Sun Dec 4 09:28:05 PST 2022

Hi Sagi, thank you for your inputs

It seems to me that logging nvme command id is sufficient and there is no need to log also tag and genctr separately
This is due to the fact that command id is constructed as such:

| xxxx | xxxxxxxxxxxx |
  gen    request tag

What do you think?

Regarding the io timeout value, I got your point..
logging the io timeout threshold (which is the delta from allocation to submission) is sufficient

regarding nvme-tcp trace points -  I don’t believe that would help.
This timeout log is on the host side, and we can't ensure that a customer that is running nvme host will enable/use trace points
In addition, the whole point of this specific log is for debug, I guess - right?

How does this log look?
kernel: nvme nvme0: queue 4: cntlid 1 type 4 cid 4163 opcode 0x2 io timeout threshold 30000ms
(Including the cntlid, cid (which includes genctr+tag), opc, and timeout threshold value in ms)

comparing to the existing log:
kernel: nvme nvme0: queue 4: timeout request 0x43 type 4

let me know if that make sense and I will submit an updated patch.

Thanks
Amit

Internal Use - Confidential

-----Original Message-----
From: Sagi Grimberg <sagi at grimberg.me> 
Sent: Monday, 21 November 2022 16:34
To: Engel, Amit <Amit.Engel at Dell.com>; linux-nvme at lists.infradead.org
Subject: Re: [PATCH] nvme-tcp: add additional info for nvme_tcp_timeout log

[EXTERNAL EMAIL] 

> Hi Sagi.
> 
> The previous msg:
> nvme nvme0: queue 0: timeout request 0x0 type 4
> 
> We found it more useful to have also:
> cmd opc that was timed out

That is fine

> command id that was timed out

That is the lower 12 bits of the tag.
You can introduce a generic helper to extract genctr+cid from a tag.

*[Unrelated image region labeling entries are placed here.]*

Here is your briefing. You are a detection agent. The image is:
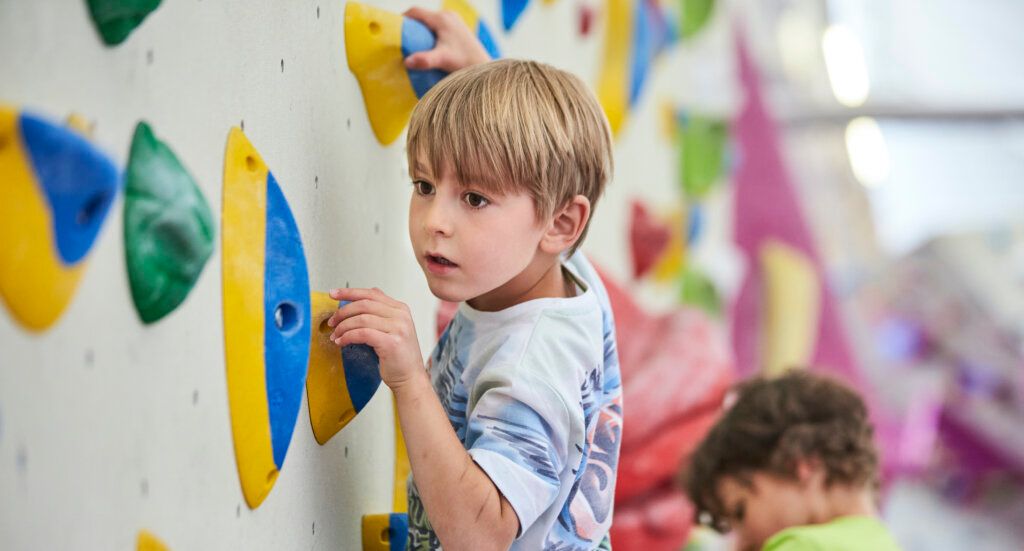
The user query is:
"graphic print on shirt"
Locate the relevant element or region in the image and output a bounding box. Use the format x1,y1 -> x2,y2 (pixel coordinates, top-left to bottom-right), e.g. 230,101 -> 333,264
430,317 -> 473,443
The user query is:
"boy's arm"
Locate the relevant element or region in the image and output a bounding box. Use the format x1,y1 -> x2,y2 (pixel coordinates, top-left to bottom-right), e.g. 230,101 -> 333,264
328,289 -> 519,551
403,7 -> 490,73
392,362 -> 519,550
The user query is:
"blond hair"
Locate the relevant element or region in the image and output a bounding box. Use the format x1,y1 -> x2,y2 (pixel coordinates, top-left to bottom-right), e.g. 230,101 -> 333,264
406,59 -> 612,254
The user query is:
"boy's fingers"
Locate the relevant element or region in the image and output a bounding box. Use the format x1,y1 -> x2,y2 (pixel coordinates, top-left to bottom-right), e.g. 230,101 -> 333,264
327,299 -> 401,327
335,328 -> 389,350
406,48 -> 444,71
402,6 -> 443,28
330,287 -> 401,307
331,313 -> 391,342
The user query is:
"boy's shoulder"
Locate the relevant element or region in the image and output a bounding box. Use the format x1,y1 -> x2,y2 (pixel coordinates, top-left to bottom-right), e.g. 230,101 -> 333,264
762,516 -> 900,551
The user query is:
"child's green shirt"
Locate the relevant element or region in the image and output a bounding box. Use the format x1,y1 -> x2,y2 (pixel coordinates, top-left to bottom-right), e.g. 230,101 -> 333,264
761,516 -> 900,551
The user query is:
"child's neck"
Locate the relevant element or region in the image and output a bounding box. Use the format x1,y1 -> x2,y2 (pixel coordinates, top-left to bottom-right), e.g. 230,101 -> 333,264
466,256 -> 575,311
814,484 -> 878,523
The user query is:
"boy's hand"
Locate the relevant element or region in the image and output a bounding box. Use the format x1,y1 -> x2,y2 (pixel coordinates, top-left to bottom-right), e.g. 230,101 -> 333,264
327,289 -> 424,390
402,7 -> 490,73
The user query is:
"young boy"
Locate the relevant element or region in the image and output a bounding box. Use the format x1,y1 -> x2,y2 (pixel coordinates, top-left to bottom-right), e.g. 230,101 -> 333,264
329,56 -> 622,550
685,372 -> 899,551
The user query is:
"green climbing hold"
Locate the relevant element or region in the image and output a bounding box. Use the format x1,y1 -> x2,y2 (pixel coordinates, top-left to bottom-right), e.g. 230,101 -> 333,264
679,266 -> 722,317
87,0 -> 161,46
124,122 -> 214,324
677,116 -> 729,199
679,0 -> 715,40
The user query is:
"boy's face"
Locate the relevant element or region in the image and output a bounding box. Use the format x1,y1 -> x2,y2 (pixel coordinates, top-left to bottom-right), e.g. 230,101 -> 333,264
718,472 -> 814,551
409,162 -> 545,310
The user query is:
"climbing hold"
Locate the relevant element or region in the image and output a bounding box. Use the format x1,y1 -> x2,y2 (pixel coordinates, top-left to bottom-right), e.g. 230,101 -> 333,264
306,292 -> 381,446
502,0 -> 529,31
676,115 -> 729,199
679,0 -> 715,39
758,238 -> 821,377
362,513 -> 409,551
124,122 -> 214,324
345,2 -> 498,145
221,128 -> 310,509
597,0 -> 677,133
135,529 -> 169,551
88,0 -> 161,46
441,0 -> 502,59
0,107 -> 120,331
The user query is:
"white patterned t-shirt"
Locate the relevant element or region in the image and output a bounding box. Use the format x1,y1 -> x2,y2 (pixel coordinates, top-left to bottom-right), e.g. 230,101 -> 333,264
407,250 -> 622,551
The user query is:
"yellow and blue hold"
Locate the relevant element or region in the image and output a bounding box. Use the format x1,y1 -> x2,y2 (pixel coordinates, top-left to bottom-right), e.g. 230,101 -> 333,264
0,107 -> 121,331
221,128 -> 310,508
345,2 -> 500,145
306,292 -> 381,446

> The timeout value for this specific io - in case of a timeout - it 
> make sense to know the timeout value itself more info about the blk rq - such as:
> 	a. time of a request that was allocated for the IO that was timed out
> 	b. time of the timed out IO that was submitted to the device

I don't understand what added value that is providing you.
An IO timeout is usually (if not universally) >> the delta from tag allocation to submission.

This is debug information, and in my mind the proper place for this type of debug is blktrace.

> The log is already exists, why not provide additional info that can help with io timeouts debug?

We can say that about a lot of things.

There is negative value from spam information in the log which is debug in nature and is separate from the normal error/warn log information.

If this information existed in the form of trace points would that solve your problem? Keith had a patch for nvme-tcp trace points, which can provide this type of information.